The U.S. federal and state governments continue to propose and pass legislation designed to regulate the health care industry. In March 2010, the Patient Protection and Affordable Care Act (the “ACA”) was enacted in the U.S. The ACA contains several provisions that impact our business, including: (i) an increase in the minimum Medicaid rebate to states participating in the Medicaid program, (ii) the extension of the Medicaid rebates to Managed Care Organizations that dispense drugs to Medicaid beneficiaries, (iii) the expansion of the 340(B) Public Health Services drug pricing program, which provides outpatient drugs at reduced rates, to include additional hospitals, clinics and health care centers and (iv) a fee payable to the federal government based on our prior-calendar-year share relative to other companies of branded prescription drug sales to specified government programs.

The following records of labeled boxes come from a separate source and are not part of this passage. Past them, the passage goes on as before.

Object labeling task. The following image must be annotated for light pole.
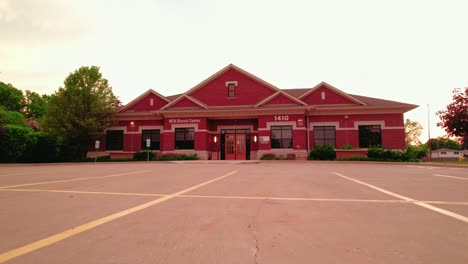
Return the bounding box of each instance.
[427,104,432,161]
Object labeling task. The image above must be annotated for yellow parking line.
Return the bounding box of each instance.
[179,195,406,203]
[421,201,468,205]
[332,172,468,223]
[0,189,468,205]
[432,174,468,181]
[0,189,167,197]
[0,171,237,263]
[0,170,149,189]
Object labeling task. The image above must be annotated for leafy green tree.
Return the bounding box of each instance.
[437,87,468,148]
[0,106,26,127]
[405,119,422,146]
[24,90,50,120]
[431,137,462,150]
[0,124,36,162]
[0,82,24,112]
[43,66,118,158]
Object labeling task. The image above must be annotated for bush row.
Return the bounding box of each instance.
[133,151,198,161]
[308,145,427,161]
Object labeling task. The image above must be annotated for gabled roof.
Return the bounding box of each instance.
[161,63,284,110]
[255,90,307,107]
[161,94,208,110]
[118,89,170,112]
[298,82,366,105]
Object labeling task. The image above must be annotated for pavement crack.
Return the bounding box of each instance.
[248,200,265,264]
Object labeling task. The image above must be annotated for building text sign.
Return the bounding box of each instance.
[168,118,201,124]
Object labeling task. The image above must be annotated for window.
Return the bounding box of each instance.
[314,126,336,147]
[175,128,195,149]
[271,126,292,148]
[141,129,161,150]
[106,130,123,150]
[359,125,382,148]
[227,83,236,98]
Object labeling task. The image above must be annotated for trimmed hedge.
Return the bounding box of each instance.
[308,144,336,160]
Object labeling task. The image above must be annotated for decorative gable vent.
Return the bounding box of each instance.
[226,81,237,99]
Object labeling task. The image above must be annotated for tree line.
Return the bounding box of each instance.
[0,66,119,162]
[0,66,468,162]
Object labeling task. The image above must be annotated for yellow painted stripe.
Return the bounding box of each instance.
[420,201,468,205]
[0,189,468,205]
[0,170,149,189]
[0,171,237,263]
[179,195,406,203]
[0,172,35,177]
[0,189,167,197]
[432,174,468,181]
[332,172,468,223]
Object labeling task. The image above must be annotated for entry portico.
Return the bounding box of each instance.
[95,64,417,160]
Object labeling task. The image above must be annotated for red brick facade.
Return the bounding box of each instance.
[92,64,417,159]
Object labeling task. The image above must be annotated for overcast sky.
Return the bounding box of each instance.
[0,0,468,141]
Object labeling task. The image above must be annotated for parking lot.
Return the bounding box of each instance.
[0,161,468,264]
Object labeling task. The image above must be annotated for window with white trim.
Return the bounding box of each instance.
[227,83,236,98]
[175,127,195,149]
[106,130,123,150]
[359,125,382,148]
[271,126,292,148]
[141,129,161,150]
[314,126,336,147]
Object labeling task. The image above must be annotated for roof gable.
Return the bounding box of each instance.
[119,89,170,112]
[299,82,366,105]
[166,95,208,109]
[255,91,306,107]
[165,64,279,108]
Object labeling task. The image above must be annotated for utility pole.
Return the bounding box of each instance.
[427,104,432,161]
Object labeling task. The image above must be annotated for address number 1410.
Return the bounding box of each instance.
[275,116,289,121]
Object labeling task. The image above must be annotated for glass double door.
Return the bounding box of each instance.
[224,134,247,160]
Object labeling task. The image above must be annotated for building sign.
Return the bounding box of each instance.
[297,118,304,127]
[259,136,270,144]
[168,118,201,124]
[275,115,289,121]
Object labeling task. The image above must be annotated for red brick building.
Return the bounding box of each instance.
[93,64,417,159]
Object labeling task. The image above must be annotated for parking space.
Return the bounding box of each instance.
[0,162,468,263]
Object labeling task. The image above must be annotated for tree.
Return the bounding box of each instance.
[405,119,422,146]
[431,137,462,150]
[24,90,50,120]
[43,66,117,158]
[0,82,24,112]
[437,87,468,149]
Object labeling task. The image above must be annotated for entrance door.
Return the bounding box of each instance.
[224,134,246,160]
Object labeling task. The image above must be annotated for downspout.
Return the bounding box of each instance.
[306,109,310,157]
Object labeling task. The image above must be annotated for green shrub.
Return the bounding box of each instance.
[133,151,156,160]
[260,153,277,160]
[308,144,336,160]
[156,153,198,161]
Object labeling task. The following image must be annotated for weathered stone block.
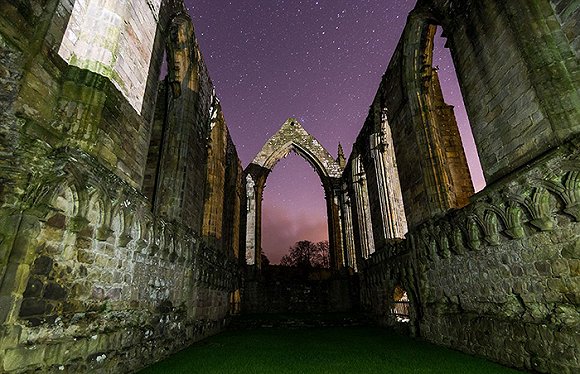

In addition, in 2013: (i) federal subsidies began to be phased in for brand-name prescription drugs filled in the Medicare Part D cover gap and (ii) the law requires the medical device industry to subsidize health care reform in the form of a 2.3% excise tax on U.S. sales of most medical devices. However, the Consolidated Appropriations Act, 2016 (Pub. L. 114-113), signed into law on December 18, 2015, included a two-year moratorium on the medical device excise tax. On January 22, 2018, with the passage of continuing appropriations through February 8, 2018 (HR 195), the moratorium on the medical device excise tax was further extended until January 1, 2020. The ACA also included provisions designed to increase the number of Americans covered by health insurance. In 2014, the ACA's private health insurance exchanges began to operate. The ACA also allows states to expand Medicaid coverage with most of the expansion’s cost paid for by the federal government.

For 2018, 2017 and 2016, we incurred costs of $36 million, $48 million and $36 million, respectively, related to the annual fee assessed on prescription drug manufacturers and importers that sell branded prescription drugs to specified U.S. government programs (e.g., Medicare and Medicaid). For 2018, 2017 and 2016, we also incurred costs of $90 million, $106 million and $128 million, respectively, on Medicare Part D utilization incurred by beneficiaries whose prescription drug costs cause them to be subject to the Medicare Part D coverage gap (i.e., the “donut hole”).

On July 28, 2014, the U.S. Internal Revenue Service issued final regulations related to the branded pharmaceutical drug annual fee pursuant to the ACA. Under the final regulations, an entity’s obligation to pay the annual fee is triggered by qualifying sales in the current year, rather than the liability being triggered upon the first qualifying sale of the following year. We adopted this guidance in the third quarter of 2014, and it did not have a material impact on our financial position or results of operations.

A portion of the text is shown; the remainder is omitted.